The use of angiotensin-converting enzyme inhibitors (ACEIs) and angiotensin receptor blockers (ARBs) in patients with severe infection from coronavirus disease 2019 (COVID-19) has been the subject of considerable debate. The question is whether these drugs are harmful or helpful in the therapeutic management of the disease.

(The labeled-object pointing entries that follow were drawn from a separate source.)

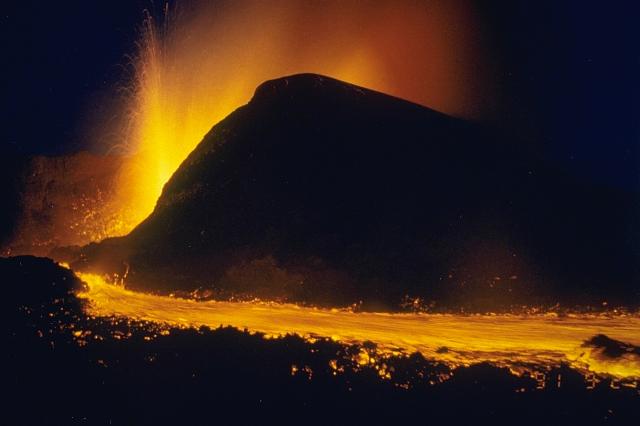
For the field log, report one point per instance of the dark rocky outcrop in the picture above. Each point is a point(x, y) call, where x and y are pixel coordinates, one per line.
point(53, 201)
point(324, 192)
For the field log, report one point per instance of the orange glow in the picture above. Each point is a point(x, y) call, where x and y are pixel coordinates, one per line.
point(523, 343)
point(205, 60)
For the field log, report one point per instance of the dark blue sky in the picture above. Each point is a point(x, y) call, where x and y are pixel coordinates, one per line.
point(570, 73)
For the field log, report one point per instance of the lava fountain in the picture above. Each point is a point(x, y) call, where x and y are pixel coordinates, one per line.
point(200, 61)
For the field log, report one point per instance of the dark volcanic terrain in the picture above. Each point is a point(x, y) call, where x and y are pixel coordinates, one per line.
point(323, 192)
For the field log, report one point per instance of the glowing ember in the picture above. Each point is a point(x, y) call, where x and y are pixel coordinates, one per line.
point(519, 342)
point(197, 65)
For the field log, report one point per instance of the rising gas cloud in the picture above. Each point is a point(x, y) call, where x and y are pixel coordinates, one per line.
point(200, 60)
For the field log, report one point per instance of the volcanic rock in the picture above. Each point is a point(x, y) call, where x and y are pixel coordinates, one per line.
point(324, 192)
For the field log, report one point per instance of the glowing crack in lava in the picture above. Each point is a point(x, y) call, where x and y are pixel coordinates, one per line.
point(519, 342)
point(203, 60)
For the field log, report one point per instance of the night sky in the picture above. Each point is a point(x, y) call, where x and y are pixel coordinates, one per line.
point(568, 71)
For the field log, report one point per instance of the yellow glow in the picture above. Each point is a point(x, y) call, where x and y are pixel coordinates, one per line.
point(519, 342)
point(200, 64)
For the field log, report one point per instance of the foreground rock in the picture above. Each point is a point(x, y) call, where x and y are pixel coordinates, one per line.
point(324, 192)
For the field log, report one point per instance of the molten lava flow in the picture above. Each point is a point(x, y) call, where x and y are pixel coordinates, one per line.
point(207, 58)
point(519, 342)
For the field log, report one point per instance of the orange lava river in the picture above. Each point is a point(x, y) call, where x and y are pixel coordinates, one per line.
point(519, 342)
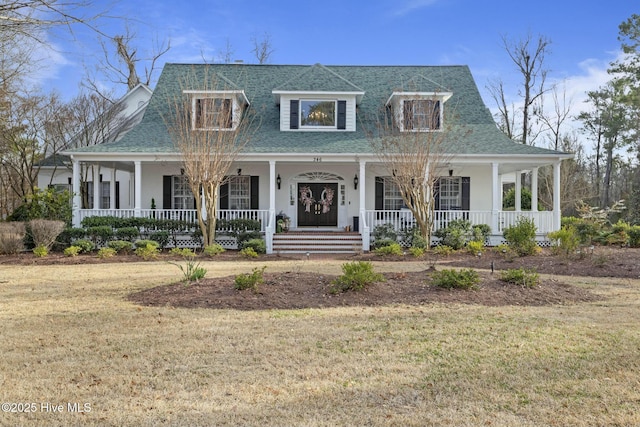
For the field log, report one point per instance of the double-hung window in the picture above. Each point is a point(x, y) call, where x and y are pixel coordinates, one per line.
point(421, 115)
point(212, 113)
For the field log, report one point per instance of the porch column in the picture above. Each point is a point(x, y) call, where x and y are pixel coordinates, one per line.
point(271, 226)
point(77, 199)
point(96, 186)
point(518, 205)
point(496, 199)
point(364, 227)
point(112, 188)
point(556, 196)
point(137, 192)
point(534, 190)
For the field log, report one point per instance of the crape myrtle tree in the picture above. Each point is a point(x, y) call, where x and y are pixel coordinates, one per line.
point(413, 150)
point(209, 133)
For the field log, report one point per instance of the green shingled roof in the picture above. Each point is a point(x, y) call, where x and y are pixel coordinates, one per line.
point(477, 133)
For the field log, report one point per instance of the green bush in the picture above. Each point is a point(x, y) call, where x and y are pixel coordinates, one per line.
point(84, 244)
point(528, 278)
point(416, 251)
point(258, 245)
point(144, 243)
point(384, 232)
point(148, 252)
point(182, 252)
point(40, 251)
point(521, 237)
point(565, 241)
point(456, 279)
point(355, 276)
point(213, 250)
point(72, 251)
point(391, 249)
point(106, 253)
point(250, 280)
point(127, 233)
point(249, 253)
point(475, 247)
point(100, 234)
point(120, 246)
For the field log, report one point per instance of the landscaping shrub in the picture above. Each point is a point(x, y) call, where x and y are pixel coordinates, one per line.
point(390, 249)
point(565, 241)
point(44, 232)
point(456, 279)
point(40, 251)
point(250, 280)
point(384, 232)
point(120, 246)
point(106, 253)
point(355, 276)
point(213, 250)
point(521, 237)
point(84, 244)
point(249, 252)
point(258, 245)
point(528, 278)
point(12, 237)
point(148, 252)
point(127, 233)
point(72, 251)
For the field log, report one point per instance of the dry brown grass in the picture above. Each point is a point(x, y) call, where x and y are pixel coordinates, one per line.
point(70, 335)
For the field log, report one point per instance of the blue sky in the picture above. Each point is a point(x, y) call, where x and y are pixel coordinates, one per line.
point(583, 35)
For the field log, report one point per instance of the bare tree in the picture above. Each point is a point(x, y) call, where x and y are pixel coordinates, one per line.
point(263, 48)
point(414, 154)
point(529, 61)
point(209, 133)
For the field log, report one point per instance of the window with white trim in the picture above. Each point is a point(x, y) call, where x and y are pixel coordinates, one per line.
point(450, 193)
point(392, 196)
point(211, 113)
point(240, 192)
point(181, 193)
point(421, 114)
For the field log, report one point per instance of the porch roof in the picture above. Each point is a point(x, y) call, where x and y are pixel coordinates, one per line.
point(475, 132)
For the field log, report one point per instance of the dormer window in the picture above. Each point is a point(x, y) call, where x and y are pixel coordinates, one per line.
point(212, 113)
point(418, 111)
point(421, 114)
point(216, 110)
point(317, 113)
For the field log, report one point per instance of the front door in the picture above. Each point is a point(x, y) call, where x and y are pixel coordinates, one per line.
point(317, 206)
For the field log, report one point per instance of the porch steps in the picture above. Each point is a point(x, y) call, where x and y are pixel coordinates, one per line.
point(317, 242)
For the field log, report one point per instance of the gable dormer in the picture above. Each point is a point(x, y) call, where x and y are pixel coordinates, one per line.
point(418, 106)
point(318, 99)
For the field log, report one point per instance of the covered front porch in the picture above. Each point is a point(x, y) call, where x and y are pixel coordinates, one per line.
point(344, 186)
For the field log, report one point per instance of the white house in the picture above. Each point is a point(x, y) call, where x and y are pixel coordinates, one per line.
point(310, 157)
point(112, 188)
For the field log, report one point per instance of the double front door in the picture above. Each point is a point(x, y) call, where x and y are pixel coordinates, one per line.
point(317, 205)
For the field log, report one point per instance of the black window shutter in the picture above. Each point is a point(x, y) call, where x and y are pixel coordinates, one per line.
point(342, 114)
point(379, 193)
point(228, 114)
point(166, 192)
point(407, 112)
point(293, 115)
point(436, 194)
point(255, 190)
point(198, 120)
point(466, 193)
point(224, 196)
point(117, 194)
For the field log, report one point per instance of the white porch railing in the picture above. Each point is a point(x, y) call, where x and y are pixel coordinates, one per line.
point(404, 219)
point(187, 215)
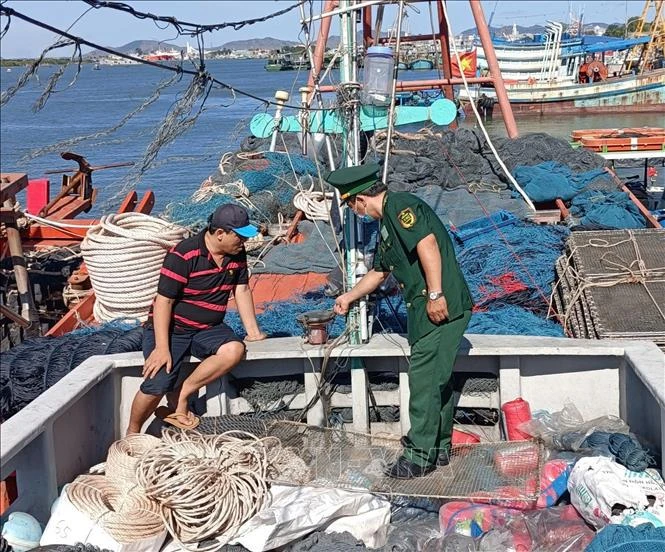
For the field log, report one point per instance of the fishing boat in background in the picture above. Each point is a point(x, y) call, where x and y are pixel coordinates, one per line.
point(559, 73)
point(48, 286)
point(421, 64)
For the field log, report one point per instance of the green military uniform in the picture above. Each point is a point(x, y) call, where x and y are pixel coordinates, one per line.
point(406, 221)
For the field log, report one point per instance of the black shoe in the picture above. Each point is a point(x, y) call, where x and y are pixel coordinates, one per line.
point(443, 459)
point(405, 469)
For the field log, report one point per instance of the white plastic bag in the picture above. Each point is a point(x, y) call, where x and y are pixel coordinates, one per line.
point(597, 485)
point(297, 511)
point(68, 525)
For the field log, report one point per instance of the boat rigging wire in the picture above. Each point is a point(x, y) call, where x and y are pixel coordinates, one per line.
point(391, 109)
point(7, 12)
point(66, 145)
point(478, 118)
point(186, 27)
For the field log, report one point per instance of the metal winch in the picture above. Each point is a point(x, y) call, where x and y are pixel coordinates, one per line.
point(315, 324)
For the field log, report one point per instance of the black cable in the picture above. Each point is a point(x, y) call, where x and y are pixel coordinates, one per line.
point(9, 12)
point(196, 28)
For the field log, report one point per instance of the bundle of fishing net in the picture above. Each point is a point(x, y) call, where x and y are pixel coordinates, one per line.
point(206, 485)
point(109, 510)
point(510, 261)
point(462, 158)
point(124, 255)
point(30, 368)
point(265, 183)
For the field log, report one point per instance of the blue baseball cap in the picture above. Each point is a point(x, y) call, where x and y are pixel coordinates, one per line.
point(233, 217)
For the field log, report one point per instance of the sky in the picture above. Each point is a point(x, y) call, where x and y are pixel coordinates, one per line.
point(111, 28)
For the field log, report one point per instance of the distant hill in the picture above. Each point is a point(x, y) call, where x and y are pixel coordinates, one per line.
point(508, 29)
point(266, 43)
point(531, 30)
point(143, 45)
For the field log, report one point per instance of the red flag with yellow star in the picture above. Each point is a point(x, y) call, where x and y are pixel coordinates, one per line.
point(469, 64)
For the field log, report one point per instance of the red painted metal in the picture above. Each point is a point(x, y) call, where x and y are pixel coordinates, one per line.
point(403, 86)
point(146, 204)
point(493, 64)
point(368, 40)
point(37, 194)
point(320, 48)
point(82, 311)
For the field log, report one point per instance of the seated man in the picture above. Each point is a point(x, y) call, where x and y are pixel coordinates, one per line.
point(187, 317)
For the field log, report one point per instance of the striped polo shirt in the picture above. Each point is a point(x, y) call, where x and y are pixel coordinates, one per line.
point(201, 289)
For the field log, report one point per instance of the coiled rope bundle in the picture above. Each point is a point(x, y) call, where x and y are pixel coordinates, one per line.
point(125, 514)
point(206, 485)
point(124, 455)
point(124, 255)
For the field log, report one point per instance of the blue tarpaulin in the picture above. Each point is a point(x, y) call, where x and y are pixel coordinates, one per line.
point(550, 180)
point(607, 209)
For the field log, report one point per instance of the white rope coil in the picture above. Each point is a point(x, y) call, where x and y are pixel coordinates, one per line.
point(124, 254)
point(125, 514)
point(206, 485)
point(314, 203)
point(124, 455)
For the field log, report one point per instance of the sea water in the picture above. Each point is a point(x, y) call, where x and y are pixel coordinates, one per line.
point(99, 100)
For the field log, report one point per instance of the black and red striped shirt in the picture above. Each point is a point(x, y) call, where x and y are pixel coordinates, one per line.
point(201, 289)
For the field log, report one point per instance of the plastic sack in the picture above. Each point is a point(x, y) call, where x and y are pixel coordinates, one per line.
point(472, 520)
point(423, 535)
point(68, 525)
point(293, 512)
point(597, 486)
point(619, 538)
point(559, 529)
point(566, 429)
point(553, 484)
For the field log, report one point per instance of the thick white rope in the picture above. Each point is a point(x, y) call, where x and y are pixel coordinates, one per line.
point(124, 255)
point(206, 485)
point(314, 203)
point(54, 223)
point(125, 514)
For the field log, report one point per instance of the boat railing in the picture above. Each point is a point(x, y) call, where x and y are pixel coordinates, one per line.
point(70, 426)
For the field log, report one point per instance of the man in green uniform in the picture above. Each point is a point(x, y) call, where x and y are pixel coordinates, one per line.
point(415, 246)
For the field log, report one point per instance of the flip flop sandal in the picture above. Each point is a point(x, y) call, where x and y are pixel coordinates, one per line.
point(181, 421)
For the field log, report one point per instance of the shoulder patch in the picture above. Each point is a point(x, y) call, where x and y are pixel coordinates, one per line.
point(407, 218)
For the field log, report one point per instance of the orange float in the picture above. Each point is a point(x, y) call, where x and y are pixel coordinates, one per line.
point(623, 139)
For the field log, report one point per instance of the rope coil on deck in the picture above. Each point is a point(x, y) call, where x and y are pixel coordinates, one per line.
point(124, 255)
point(206, 485)
point(125, 514)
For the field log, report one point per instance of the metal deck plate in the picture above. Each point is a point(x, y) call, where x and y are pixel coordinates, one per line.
point(588, 291)
point(355, 461)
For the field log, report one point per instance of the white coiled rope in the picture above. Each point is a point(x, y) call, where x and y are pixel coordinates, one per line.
point(125, 514)
point(315, 204)
point(124, 255)
point(206, 485)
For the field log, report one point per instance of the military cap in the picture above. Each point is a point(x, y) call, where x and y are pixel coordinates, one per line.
point(353, 180)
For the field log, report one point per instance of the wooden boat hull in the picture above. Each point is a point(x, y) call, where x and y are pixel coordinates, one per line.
point(642, 93)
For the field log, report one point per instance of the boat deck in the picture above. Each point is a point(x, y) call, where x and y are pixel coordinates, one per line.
point(71, 425)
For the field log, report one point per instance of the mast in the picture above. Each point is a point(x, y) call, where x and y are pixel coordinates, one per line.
point(349, 100)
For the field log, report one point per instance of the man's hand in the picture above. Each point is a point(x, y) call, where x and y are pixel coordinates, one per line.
point(260, 336)
point(437, 310)
point(154, 363)
point(342, 304)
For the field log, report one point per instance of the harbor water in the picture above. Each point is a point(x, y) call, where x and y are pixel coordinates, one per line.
point(100, 99)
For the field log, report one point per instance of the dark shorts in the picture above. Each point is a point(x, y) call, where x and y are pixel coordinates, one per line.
point(201, 344)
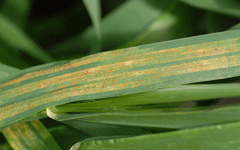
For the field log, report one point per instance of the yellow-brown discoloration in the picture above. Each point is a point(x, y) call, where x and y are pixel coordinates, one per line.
point(115, 76)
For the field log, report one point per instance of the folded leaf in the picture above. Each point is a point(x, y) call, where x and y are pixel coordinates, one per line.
point(120, 72)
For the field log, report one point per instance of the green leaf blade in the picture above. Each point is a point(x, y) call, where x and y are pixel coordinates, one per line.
point(121, 72)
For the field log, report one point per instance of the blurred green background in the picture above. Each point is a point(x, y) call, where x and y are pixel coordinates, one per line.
point(35, 32)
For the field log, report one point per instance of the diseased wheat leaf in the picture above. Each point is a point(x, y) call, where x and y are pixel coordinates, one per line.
point(120, 72)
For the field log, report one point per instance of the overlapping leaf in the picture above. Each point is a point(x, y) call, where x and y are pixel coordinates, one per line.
point(225, 136)
point(120, 72)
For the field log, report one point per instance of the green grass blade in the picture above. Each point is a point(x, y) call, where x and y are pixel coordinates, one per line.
point(30, 135)
point(5, 146)
point(17, 11)
point(235, 27)
point(165, 97)
point(118, 27)
point(13, 58)
point(100, 129)
point(121, 72)
point(66, 136)
point(6, 70)
point(170, 24)
point(230, 7)
point(14, 37)
point(224, 137)
point(94, 10)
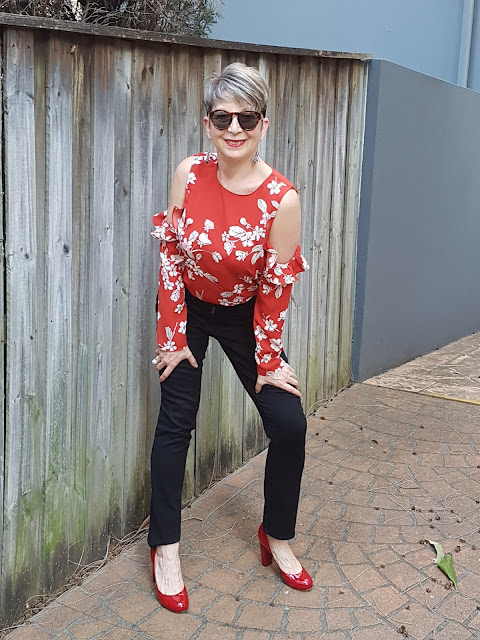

ACEIs and ARBs act on the renin-angiotensin-aldosterone system (RAAS) by attenuating the hypertensive effects of angiotensin II (Fig. 1) [1,2,3,4]. One of the body’s natural angiotensin II attenuators is angiotensin-converting enzyme 2 (ACE2), an extracellular transmembrane enzyme that is responsible for breaking down angiotensin II into the angiotensin-(1-7) heptapeptide. Yet, ACE2 is the main receptor for binding and uptake of severe acute respiratory syndrome coronavirus 2 (SARS-CoV-2) into the cell. Indeed, in vitro data support the concept that respiratory epithelium, which appears to be the main route of SARS-CoV-2 entry into the body, has multiple cell types with high ACE2 expression [1]. Viral binding leads to internalization and enzymatic degradation of ACE2, thereby promoting hypertensive effects by increasing angiotensin II levels [2]. ACEIs and ARBs are therapeutic because they block angiotensin II signaling, but their use is known to induce higher expression of ACE2 at the membrane, which could allow increased viral entry, especially into the lungs, heart, and kidneys [2]. The debate was fueled further by clinical data from Zhang et al. [4], who reported that all-cause mortality for patients with COVID-19 was lower among patients taking ACEIs/ARBs compared with patients not taking those drugs. Those findings prompted a statement from various medical societies advising physicians to continue to follow current guidelines for using these drugs in virus-positive patients hospitalized for COVID-19 [4].

Fig. 1
figure 1

Model for engagement of renin-angiotensin-aldosterone system with severe acute respiratory syndrome coronavirus 2 (SARS-CoV-2). The virus binds angiotensin-converting enzyme (ACE) 2 (ACE2), promoting internalization of the viral receptor. ACE2-dependent production of angiotensin-(1-7) is disrupted, and production of angiotensin II-(1-8) increases. Changes in angiotensin levels alter the target receptor activity in select tissues. Major organs for gene expression are represented with images, and sites for secondary expression are listed in parentheses. Underlining indicates that the data are from only cell-line analysis. AGT indicates angiotensinogen; AT1, angiotensin II type 1 receptor; AT2, angiotensin II type 2 receptor; CoV-2, coronavirus 2; COVID-19, coronavirus disease 2019; MAS, mitochondrial assembly; TMPRSS2, transmembrane serine protease 2. Expression data were sourced from the Human Protein Atlas (https://www.proteinatlas.org); organ icons made by Vitaly Gorbachev, Smashicons, Prettycons, and Freepik from www.flaticon.com

It seems counterintuitive to use ARBs to upregulate ACE2 as a therapy, while SARS-CoV-2 downregulates ACE2 through viral docking and endocytosis of the ACE2–SARS-CoV-2 complex. However, in animal models, ARB-mediated ACE2 upregulation protects the lungs from coronavirus infection presumably by decreasing downstream ACE-produced angiotensin II and increasing the angiotensin-(1-7) heptapeptide, a potent vasodilator. Although a benefit from the drug is suggested, larger clinical studies of patients with COVID-19 are needed to determine whether the harm outweighs the benefits of administering ACEI/ARB therapy. In addition to these modulators of the RAAS, which can be prescribed or potentially repurposed, recombinant ACE2 enzyme may serve as a potential therapy by binding the virus in the blood [5]. Ultimately, the most successful approach will likely involve polytherapy that interferes with viral uptake and replication and mitigates host-factor comorbidities.